Music fans might be understandably puzzled by how it is that new revenues from the online streaming services like Pandora and Spotify could top $2.4 billion last year, yet artists like the Black Eyed Peas’ will.i.am and Radiohead’s Thom Yorke complain they can’t make a decent living.

Key to understanding the debate is a fact most fans probably don’t realize: just how large a role the U.S. Justice Department plays in how music copyrights are licensed in the United States, a legacy of antitrust lawsuits brought by the federal government back in the New Deal era.

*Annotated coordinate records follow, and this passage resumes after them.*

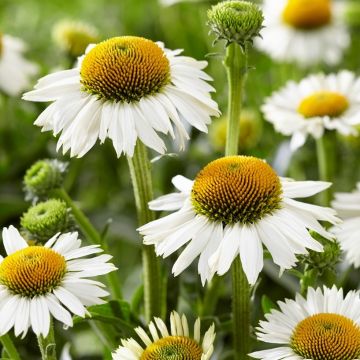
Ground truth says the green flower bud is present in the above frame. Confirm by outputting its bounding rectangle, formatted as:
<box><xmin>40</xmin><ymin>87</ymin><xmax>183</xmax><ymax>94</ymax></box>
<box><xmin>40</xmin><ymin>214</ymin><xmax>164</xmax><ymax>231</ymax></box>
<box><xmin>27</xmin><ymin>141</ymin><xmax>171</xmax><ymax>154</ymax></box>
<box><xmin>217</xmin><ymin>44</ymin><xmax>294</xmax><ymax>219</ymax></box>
<box><xmin>52</xmin><ymin>20</ymin><xmax>99</xmax><ymax>57</ymax></box>
<box><xmin>209</xmin><ymin>108</ymin><xmax>262</xmax><ymax>152</ymax></box>
<box><xmin>20</xmin><ymin>199</ymin><xmax>74</xmax><ymax>243</ymax></box>
<box><xmin>24</xmin><ymin>159</ymin><xmax>67</xmax><ymax>202</ymax></box>
<box><xmin>344</xmin><ymin>0</ymin><xmax>360</xmax><ymax>28</ymax></box>
<box><xmin>207</xmin><ymin>0</ymin><xmax>264</xmax><ymax>49</ymax></box>
<box><xmin>298</xmin><ymin>231</ymin><xmax>341</xmax><ymax>276</ymax></box>
<box><xmin>0</xmin><ymin>32</ymin><xmax>3</xmax><ymax>56</ymax></box>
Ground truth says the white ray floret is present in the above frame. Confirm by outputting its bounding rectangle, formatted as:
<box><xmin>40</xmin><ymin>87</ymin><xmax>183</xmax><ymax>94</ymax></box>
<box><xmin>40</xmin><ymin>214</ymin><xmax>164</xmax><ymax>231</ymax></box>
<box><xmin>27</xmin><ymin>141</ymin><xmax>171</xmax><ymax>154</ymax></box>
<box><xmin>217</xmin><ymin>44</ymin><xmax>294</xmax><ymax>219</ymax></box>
<box><xmin>113</xmin><ymin>311</ymin><xmax>215</xmax><ymax>360</ymax></box>
<box><xmin>138</xmin><ymin>156</ymin><xmax>339</xmax><ymax>285</ymax></box>
<box><xmin>0</xmin><ymin>226</ymin><xmax>116</xmax><ymax>337</ymax></box>
<box><xmin>23</xmin><ymin>37</ymin><xmax>219</xmax><ymax>157</ymax></box>
<box><xmin>249</xmin><ymin>286</ymin><xmax>360</xmax><ymax>360</ymax></box>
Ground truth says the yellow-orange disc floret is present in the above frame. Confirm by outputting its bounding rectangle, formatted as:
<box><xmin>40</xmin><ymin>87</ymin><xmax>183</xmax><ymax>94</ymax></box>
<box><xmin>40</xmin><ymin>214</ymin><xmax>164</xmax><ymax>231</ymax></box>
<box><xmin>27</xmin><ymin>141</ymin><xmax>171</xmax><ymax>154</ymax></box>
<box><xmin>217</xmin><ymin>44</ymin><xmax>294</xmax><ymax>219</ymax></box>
<box><xmin>140</xmin><ymin>336</ymin><xmax>203</xmax><ymax>360</ymax></box>
<box><xmin>0</xmin><ymin>246</ymin><xmax>66</xmax><ymax>298</ymax></box>
<box><xmin>291</xmin><ymin>313</ymin><xmax>360</xmax><ymax>360</ymax></box>
<box><xmin>191</xmin><ymin>156</ymin><xmax>282</xmax><ymax>224</ymax></box>
<box><xmin>80</xmin><ymin>36</ymin><xmax>170</xmax><ymax>102</ymax></box>
<box><xmin>282</xmin><ymin>0</ymin><xmax>332</xmax><ymax>30</ymax></box>
<box><xmin>297</xmin><ymin>91</ymin><xmax>349</xmax><ymax>118</ymax></box>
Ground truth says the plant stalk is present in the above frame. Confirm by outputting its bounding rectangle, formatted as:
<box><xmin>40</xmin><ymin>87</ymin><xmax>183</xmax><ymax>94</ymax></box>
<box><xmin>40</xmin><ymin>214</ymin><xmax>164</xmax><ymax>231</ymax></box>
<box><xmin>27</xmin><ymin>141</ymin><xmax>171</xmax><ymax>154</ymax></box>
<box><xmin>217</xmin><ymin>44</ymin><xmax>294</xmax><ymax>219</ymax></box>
<box><xmin>316</xmin><ymin>132</ymin><xmax>332</xmax><ymax>206</ymax></box>
<box><xmin>0</xmin><ymin>334</ymin><xmax>21</xmax><ymax>360</ymax></box>
<box><xmin>38</xmin><ymin>320</ymin><xmax>56</xmax><ymax>360</ymax></box>
<box><xmin>128</xmin><ymin>141</ymin><xmax>164</xmax><ymax>322</ymax></box>
<box><xmin>224</xmin><ymin>43</ymin><xmax>251</xmax><ymax>360</ymax></box>
<box><xmin>53</xmin><ymin>188</ymin><xmax>123</xmax><ymax>299</ymax></box>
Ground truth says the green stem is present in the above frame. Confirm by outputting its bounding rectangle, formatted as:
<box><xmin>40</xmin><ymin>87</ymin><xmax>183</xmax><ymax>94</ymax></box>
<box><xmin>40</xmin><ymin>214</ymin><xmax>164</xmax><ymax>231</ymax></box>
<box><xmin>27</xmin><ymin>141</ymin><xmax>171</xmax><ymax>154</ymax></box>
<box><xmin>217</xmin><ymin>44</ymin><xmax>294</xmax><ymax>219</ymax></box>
<box><xmin>224</xmin><ymin>44</ymin><xmax>247</xmax><ymax>156</ymax></box>
<box><xmin>224</xmin><ymin>44</ymin><xmax>251</xmax><ymax>360</ymax></box>
<box><xmin>54</xmin><ymin>189</ymin><xmax>103</xmax><ymax>245</ymax></box>
<box><xmin>200</xmin><ymin>275</ymin><xmax>222</xmax><ymax>316</ymax></box>
<box><xmin>52</xmin><ymin>189</ymin><xmax>123</xmax><ymax>299</ymax></box>
<box><xmin>128</xmin><ymin>141</ymin><xmax>164</xmax><ymax>321</ymax></box>
<box><xmin>232</xmin><ymin>256</ymin><xmax>251</xmax><ymax>360</ymax></box>
<box><xmin>316</xmin><ymin>133</ymin><xmax>332</xmax><ymax>206</ymax></box>
<box><xmin>0</xmin><ymin>334</ymin><xmax>21</xmax><ymax>360</ymax></box>
<box><xmin>38</xmin><ymin>320</ymin><xmax>56</xmax><ymax>360</ymax></box>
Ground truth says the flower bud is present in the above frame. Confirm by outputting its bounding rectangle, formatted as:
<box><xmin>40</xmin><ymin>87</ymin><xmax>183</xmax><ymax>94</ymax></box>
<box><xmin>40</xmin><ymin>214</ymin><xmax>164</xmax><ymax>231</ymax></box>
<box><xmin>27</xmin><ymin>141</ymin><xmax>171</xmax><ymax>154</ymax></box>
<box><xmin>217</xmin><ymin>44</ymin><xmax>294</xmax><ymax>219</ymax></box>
<box><xmin>24</xmin><ymin>159</ymin><xmax>67</xmax><ymax>202</ymax></box>
<box><xmin>20</xmin><ymin>199</ymin><xmax>74</xmax><ymax>243</ymax></box>
<box><xmin>52</xmin><ymin>20</ymin><xmax>99</xmax><ymax>57</ymax></box>
<box><xmin>207</xmin><ymin>0</ymin><xmax>264</xmax><ymax>49</ymax></box>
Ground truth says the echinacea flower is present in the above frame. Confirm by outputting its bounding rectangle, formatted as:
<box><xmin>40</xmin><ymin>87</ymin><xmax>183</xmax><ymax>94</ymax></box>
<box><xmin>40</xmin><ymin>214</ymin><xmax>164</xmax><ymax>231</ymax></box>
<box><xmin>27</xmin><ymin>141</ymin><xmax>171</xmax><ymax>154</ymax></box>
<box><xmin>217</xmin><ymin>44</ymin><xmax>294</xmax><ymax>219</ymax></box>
<box><xmin>249</xmin><ymin>287</ymin><xmax>360</xmax><ymax>360</ymax></box>
<box><xmin>113</xmin><ymin>311</ymin><xmax>215</xmax><ymax>360</ymax></box>
<box><xmin>256</xmin><ymin>0</ymin><xmax>350</xmax><ymax>66</ymax></box>
<box><xmin>24</xmin><ymin>36</ymin><xmax>219</xmax><ymax>157</ymax></box>
<box><xmin>262</xmin><ymin>70</ymin><xmax>360</xmax><ymax>150</ymax></box>
<box><xmin>138</xmin><ymin>156</ymin><xmax>338</xmax><ymax>284</ymax></box>
<box><xmin>0</xmin><ymin>226</ymin><xmax>116</xmax><ymax>337</ymax></box>
<box><xmin>331</xmin><ymin>182</ymin><xmax>360</xmax><ymax>268</ymax></box>
<box><xmin>0</xmin><ymin>33</ymin><xmax>38</xmax><ymax>96</ymax></box>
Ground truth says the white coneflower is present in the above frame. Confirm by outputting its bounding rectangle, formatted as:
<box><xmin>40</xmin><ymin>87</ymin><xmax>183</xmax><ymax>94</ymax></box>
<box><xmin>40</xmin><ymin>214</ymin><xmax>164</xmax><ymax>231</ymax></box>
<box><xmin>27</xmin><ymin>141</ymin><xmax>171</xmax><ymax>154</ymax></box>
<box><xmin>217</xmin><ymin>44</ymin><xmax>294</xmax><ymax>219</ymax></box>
<box><xmin>139</xmin><ymin>156</ymin><xmax>338</xmax><ymax>284</ymax></box>
<box><xmin>331</xmin><ymin>182</ymin><xmax>360</xmax><ymax>268</ymax></box>
<box><xmin>249</xmin><ymin>287</ymin><xmax>360</xmax><ymax>360</ymax></box>
<box><xmin>262</xmin><ymin>70</ymin><xmax>360</xmax><ymax>150</ymax></box>
<box><xmin>0</xmin><ymin>226</ymin><xmax>116</xmax><ymax>337</ymax></box>
<box><xmin>0</xmin><ymin>33</ymin><xmax>38</xmax><ymax>96</ymax></box>
<box><xmin>256</xmin><ymin>0</ymin><xmax>350</xmax><ymax>66</ymax></box>
<box><xmin>24</xmin><ymin>36</ymin><xmax>219</xmax><ymax>157</ymax></box>
<box><xmin>113</xmin><ymin>311</ymin><xmax>215</xmax><ymax>360</ymax></box>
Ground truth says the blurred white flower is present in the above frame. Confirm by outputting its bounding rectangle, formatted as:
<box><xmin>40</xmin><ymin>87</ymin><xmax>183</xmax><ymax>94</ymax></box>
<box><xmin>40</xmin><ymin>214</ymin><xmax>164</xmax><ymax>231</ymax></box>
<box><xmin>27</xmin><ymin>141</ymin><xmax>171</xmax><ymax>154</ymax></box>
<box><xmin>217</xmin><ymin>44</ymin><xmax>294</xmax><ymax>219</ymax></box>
<box><xmin>0</xmin><ymin>33</ymin><xmax>38</xmax><ymax>96</ymax></box>
<box><xmin>262</xmin><ymin>70</ymin><xmax>360</xmax><ymax>151</ymax></box>
<box><xmin>331</xmin><ymin>186</ymin><xmax>360</xmax><ymax>268</ymax></box>
<box><xmin>255</xmin><ymin>0</ymin><xmax>350</xmax><ymax>66</ymax></box>
<box><xmin>249</xmin><ymin>287</ymin><xmax>360</xmax><ymax>360</ymax></box>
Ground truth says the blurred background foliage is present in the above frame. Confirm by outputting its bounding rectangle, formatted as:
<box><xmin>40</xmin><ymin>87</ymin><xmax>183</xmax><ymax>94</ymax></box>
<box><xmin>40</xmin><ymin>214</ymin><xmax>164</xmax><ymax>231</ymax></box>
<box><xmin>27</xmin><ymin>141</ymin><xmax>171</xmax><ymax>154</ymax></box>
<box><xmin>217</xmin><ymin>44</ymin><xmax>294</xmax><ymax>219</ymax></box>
<box><xmin>0</xmin><ymin>0</ymin><xmax>360</xmax><ymax>359</ymax></box>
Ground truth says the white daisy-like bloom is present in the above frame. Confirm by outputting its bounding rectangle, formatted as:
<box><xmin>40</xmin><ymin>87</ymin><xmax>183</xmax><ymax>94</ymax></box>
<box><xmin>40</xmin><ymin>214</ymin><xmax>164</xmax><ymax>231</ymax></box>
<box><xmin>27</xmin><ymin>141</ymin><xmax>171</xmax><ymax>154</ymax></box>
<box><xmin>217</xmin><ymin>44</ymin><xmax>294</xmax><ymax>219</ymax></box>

For three-quarters of a century, the two biggest performance rights organizations (PROs) – the American Society of Composers (ASCAP) and Broadcast Music Inc. (BMI) – have operated under ongoing consent decrees handed down by the courts and revised periodically by the DOJ. These structured settlements dictate how the PROs set rates and, most importantly, bind them not to discriminate among customers who seek to license music under similar terms.

Naturally, conservatives and libertarians tend to be skeptical of these sorts of arrangements, and that skepticism is warranted. As former American Enterprise Institute President Chris DeMuth has put it, an antitrust consent decree “is an opaque form of government regulation that operates without many of the checks and balances that constrain and shape ordinary regulatory programs.”

By the same token, as my colleague Mike Godwin explains, “there’s been nothing like a free market in music copyrights for at least 75 years.” Figuring out how a specific change to the consent decrees – and there’s always someone seeking changes to the consent decrees – will affect all the different parties in the market (especially consumers) requires looking at the nitty-gritty details.

Most recently, five U.S. House members – two Republicans and three Democrats, including Rep. Hakeem Jeffries (D-N.Y.), a former corporate attorney for CBS and Viacom – asked that Attorney General Loretta Lynch review the DOJ’s decision not to update the consent decrees in a substantial way. While big players in the music industry sought significant new concessions, the DOJ chose only to clarify a key licensing question in a way those industry incumbents didn’t like. As the members wrote: “We cannot fathom how, after a nearly three year investigation, the Antitrust Division could come to the opposite conclusion … [which] will dramatically hurt songwriters and further disrupt the market.”

Songwriters aren’t alone in lobbying the DOJ to update the ASCAP and BMI consent decrees, which last saw significant changes in 2001 and 1994, respectively. All sorts of interest groups – songwriters, performers, record labels, terrestrial radio stations, satellite radio stations, internet streaming services, bars and restaurants, movie and television studios, the PROs themselves – regularly seek terms that are more favorable for themselves.

The biggest specific thing the recording industry wanted from this most recent DOJ review is a change in the interpretation of the rules for joint rights-holders – that is, multiple songwriters or other parties who each can claim a percentage share of the copyright in a specific piece of music. The industry sought a reinterpretation of the term to prevent any one of these parties being able to license the whole thing. The DOJ did the opposite, instituting a “100 percent licensing” policy that formally allows any co-owner of a copyright to license the work.

There are legitimate concerns on both sides of the issue. But viewed through a pragmatic economic lens, the DOJ probably made the right call. As Georgetown law professor Matt Schruers, who also serves as vice president of the Computer and Communications Industry Association, wrote last year in a blog post for the Disruptive Competition Project: “[G]ridlock is one of the greatest impediments to more viable options for music delivery, and, one federal judge has already found, has been used anticompetitively in an effort to extract supra-competitive prices.”

Unsurprisingly, many established parties in the music industry didn’t take this well. The New York Times noted that music publishers argue the DOJ interpretation “would further depress royalty rates by letting outlets like radio stations and digital music services shop for whatever party would accept the lowest fee.” That same piece quotes Sony/ATV CEO Martin Bandier saying the decision was “like Brexit … No one understands it.”

Of course, the actual Brexit was about completely withdrawing from the European Union. The music publishers are just as free as the British people to withdraw completely from ASCAP and BMI and their consent decrees, and handle licensing their own copyrights directly. But that’s not what anyone actually wants to do. In fact, doing so would have equally severe consequences for the industry.

Contrary to industry fearmongering, the DOJ’s interpretation is not likely to “disrupt the market” or even to change the status quo very much. Once the dust settles, the decision offers regulatory certainty that should actually benefit artists, music industry intermediaries and, most importantly, consumers.

In any case, it’s not clear how more DOJ regulation would make the market work any better. Music is a rapidly changing industry that, unfortunately, remains governed mostly by nearly century-old documents. But do we really want the DOJ mucking around and inviting even more government intervention in an already over-regulated industry? Probably not.